The Greatest Rock N Roll Album Of All Time Came Out 30 Years Ago Today
Today is the 30th Anniversary of Guns N Roses’ debut album, Appetite for Destruction, which is in my opinion, the greatest rock album of all time. I’ve spent a lot of time tweeting about GnR over the last few days/weeks, mostly because of this anniversary and the exclusive SiriusXM concert to go along with it. The show took place last night at the Apollo Theater, and I couldn’t get in after MANY attempts through every just about “connection” myself and my brother have. I hop on Twitter, defeated, and see that both of my bosses are there.
Super happy for them, wish I would’ve known they had an extra ticket, but whatever. My ticket for October only cost five hundo. Gulp. At least they didn’t rub it in my face, and actually…apologized for going?
I mean, Erika’s just the best. Dave…not so much.
I waited too many years for Chinese Democracy to be treated that way. I mentioned on Twitter that I was going to do this blog and got some backlash from people who were like, “Oh yeah, just what we wanted. An eighteen year old blogging about an album from 1987.” Counterpoint? I was raised on this fucking album. Take a look at my preschool yearbook (age 4):
Classmates’ favorite songs included “ABCs”, “Twinkle Twinkle Little Star”, and “London Bridge”.
How about my first appearance on national television, in the crowd at Monday Night Raw (age 5):
So yeah, I wasn’t born when this album came out. Not even close. It still crafted my taste in music, and what my vision of true rock and roll is. I didn’t realize the whole album was about drugs, sex, alcohol, and running away from cops until much later in life, but watching full GnR concerts with my brother are some of my favorite memories I have from my childhood. Axl in nothing but bike shorts and a bandana, Slash never NOT ripping a dart, and Duff/Adler/Izzy looking like they just came off a 12 night bender on Sunset Boulevard, having never showered ever. Of course they’ve got the Use Your Illusions, GnR Lies, and Chinese Democracy, but looking down the line of bangers…Welcome to the Jungle, It’s So Easy, Nightrain, Out Ta Get Me, Mr Brownstone, Paradise City, My Michelle, Think About You, Sweet Child O Mine, You’re Crazy, Anything Goes, Rocket Queen…oops that’s the whole album. The ENITRE ALBUM IS FLAMES.

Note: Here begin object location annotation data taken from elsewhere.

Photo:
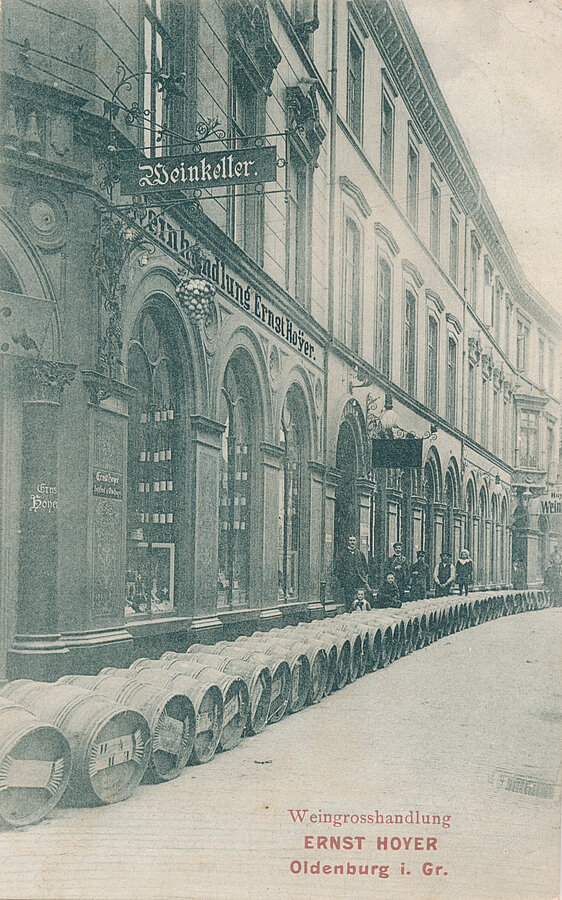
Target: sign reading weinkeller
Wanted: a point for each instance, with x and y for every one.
(201, 170)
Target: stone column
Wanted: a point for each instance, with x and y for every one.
(272, 461)
(37, 647)
(207, 439)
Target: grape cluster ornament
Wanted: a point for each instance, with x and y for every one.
(195, 295)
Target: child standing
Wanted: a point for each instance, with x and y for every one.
(465, 571)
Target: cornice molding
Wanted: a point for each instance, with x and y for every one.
(413, 272)
(433, 297)
(385, 234)
(454, 322)
(356, 194)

Finally seeing them live in August was one of the best nights I’ve ever had, and the best live show I’ve ever been to. Somehow…someway…Axl’s voice came back from the dead, and I highly recommend you splurge and treat yourself to a Guns show. Not if you’re a fan of theirs or if you’re a hard rock fan, no. If you’re a fan of music, you should see Guns N Roses in 2017. It’s an experience.
Charlie Wisco is another huge GnR fan, and wrote this awesome piece on the album, more about the album itself than his personal experience with it. Check it.
Slash once wrote that he’s spent his entire career trying to get his guitar to sound the way it specifically did when recording Appetite, to no effect. It was a once-in-a-lifetime happening. Something about the confluence of events when he recorded the signature blues sound on that signature album, the guitar, the humidity, the way he was playing, a thousand different factors, made every note so incredibly distinct that he’s never been able to fully recapture it. I think that’s the perfect metaphor for the album and the band who made it in general. Appetite For Destruction is called by a lot of people to be the debut album of all-time. And it damn well better be, because of the short-lived nature of the original Guns N’ Roses, we don’t have much else of them.
Some people look at the quick rise and fall of one of the quintessential rock n’ roll bands as tragic, but I don’t see it that way. The raw excess of Appetite For Destruction, the palpable reek of booze, drugs, and addiction from tracks like Nightrain, Mr. Brownstone, Out To Get Me. Axl having sex in the studio and putting the recording as the background of Rocket Queen, the unbridled insanity of Welcome To The Jungle, My Michelle, It’s So Easy, Anything Goes. That type of crazy can’t last forever. It can only sustain itself on it’s own energy for so long.
Appetite For Destruction and Guns N’ Roses in general were a comet shooting across the sky. It might have been a flash in a pan, but it was a flash that burned bright. In it’s wake it left behind an attitude of rebellious rawness that is still easily accessible and understandable to kids like me, kids who were born well after the album’s recording and release. That it holds up as one of the great embodiments of the rock and roll attitude 30 years later is a testament and evidence that it will be enjoyed as the masterpiece it is for the years, decades and generations to come. Guns N’ Roses might have been too frantically, desperately insane to last for very long, but it will leave behind a musical and cultural legacy that is immortal.